# Secuenciador de luces



## extremor (Feb 26, 2007)

mmm, pues el viernes escribí sobre el tema y hoy lunes veo que ya no se encuentra. No sé que haya tenido de malo como para que el moderador lo eliminara simplemente es una duda como todas las demás pues soy nuevo en la electrónica, no se vale lo que hizo el moderador.

Bueno mi duda es sobre el proyecto secuenciador de luces de esta página. Quiero saber si la etapa de control necesita una fuente de alimentación pues en los diagramas no lo indican, sólo una conexión con signo positivo que viene de un 7473 y una tierra física pero no indican su función, y de necesitar fuente de alimentación donde se conecta y a que voltaje trabaja.

Y con los circuito integrados no está indicado el 74LS002 pues dos circuitos aparecen como 7473.

Esas son mis dudas. Y gracias por su atención


Apollo: (Mensaje editado)


----------



## Dano (Feb 26, 2007)

Los moderadores no eliminan post porque si, generalmente hay una razón valida. Esa razón puede ser que hayas escrito todo el mensaje en mayúscula que significa estar gritando.

Saludos


----------



## extremor. (Feb 26, 2007)

si es por eso que dices que las mayusculas es como si gritara. pido una disculpa
yo acostumbro a escribir en mayusculas, para evitarse faltas gramaticales.

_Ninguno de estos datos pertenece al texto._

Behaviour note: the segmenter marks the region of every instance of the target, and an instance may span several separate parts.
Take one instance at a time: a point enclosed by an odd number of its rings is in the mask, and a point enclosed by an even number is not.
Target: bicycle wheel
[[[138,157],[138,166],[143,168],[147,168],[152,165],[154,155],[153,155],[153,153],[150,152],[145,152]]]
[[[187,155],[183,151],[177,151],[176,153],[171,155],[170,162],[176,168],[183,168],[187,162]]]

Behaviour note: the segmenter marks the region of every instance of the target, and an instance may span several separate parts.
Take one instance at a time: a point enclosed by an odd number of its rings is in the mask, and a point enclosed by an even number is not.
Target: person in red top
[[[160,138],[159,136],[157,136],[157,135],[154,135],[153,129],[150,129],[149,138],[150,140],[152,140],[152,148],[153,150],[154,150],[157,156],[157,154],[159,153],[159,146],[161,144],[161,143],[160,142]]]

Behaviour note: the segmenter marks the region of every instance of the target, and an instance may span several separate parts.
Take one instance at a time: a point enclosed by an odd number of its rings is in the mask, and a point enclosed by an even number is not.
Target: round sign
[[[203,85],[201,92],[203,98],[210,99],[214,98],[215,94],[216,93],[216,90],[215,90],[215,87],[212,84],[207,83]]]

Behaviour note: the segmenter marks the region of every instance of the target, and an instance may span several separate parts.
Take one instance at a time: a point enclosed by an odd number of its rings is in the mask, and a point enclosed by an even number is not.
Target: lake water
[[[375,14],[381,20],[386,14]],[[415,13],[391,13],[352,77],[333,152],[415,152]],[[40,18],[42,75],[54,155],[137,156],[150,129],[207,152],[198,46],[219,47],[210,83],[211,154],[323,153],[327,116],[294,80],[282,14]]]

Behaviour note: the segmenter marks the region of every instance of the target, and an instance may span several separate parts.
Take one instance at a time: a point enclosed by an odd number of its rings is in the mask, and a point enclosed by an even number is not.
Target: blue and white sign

y gracias por tu respuesta. lo unico que me interesa del proyecto es saber el voltaje al que trabaja la etapa de control y que aclaren lo de los dos circuitos nombrados de la misma manera "7473"

gracias


----------



## KENNYMAR (Mar 13, 2007)

Dano dijo:
			
		

> Los moderadores no eliminan post porque si, generalmente hay una razón valida. Esa razón puede ser que hayas escrito todo el mensaje en mayúscula que significa estar gritando.
> 
> Saludos



escribir en mayusculas es como gritar, pero si los mensajes aki se leen, no se escuchan.
no tiene sentido, no estoy deacuerdo con esa regla.  
pero si el foro funciona asi, no hay nada que hacer..

jaja bye


----------



## WINY_82 (Mar 13, 2007)

Hola


kennymar estoy de acuerdo contigo.


extremor a lo que se refiere con ese 7473, significa que estan usando el circuito 74ls73 si es que estas usando una fuente de 5 volt, pero para tecnologia Cmos usa el 74hc73.
si vas a hacer todo con circuitos que contengan el LS. pues usa una fuente de 5 volt.

funcionalmente el 74ls73 y el 74hc73 son iguales.  
revisa la hoja de datos.


saludos!!!!!!!!!!!


----------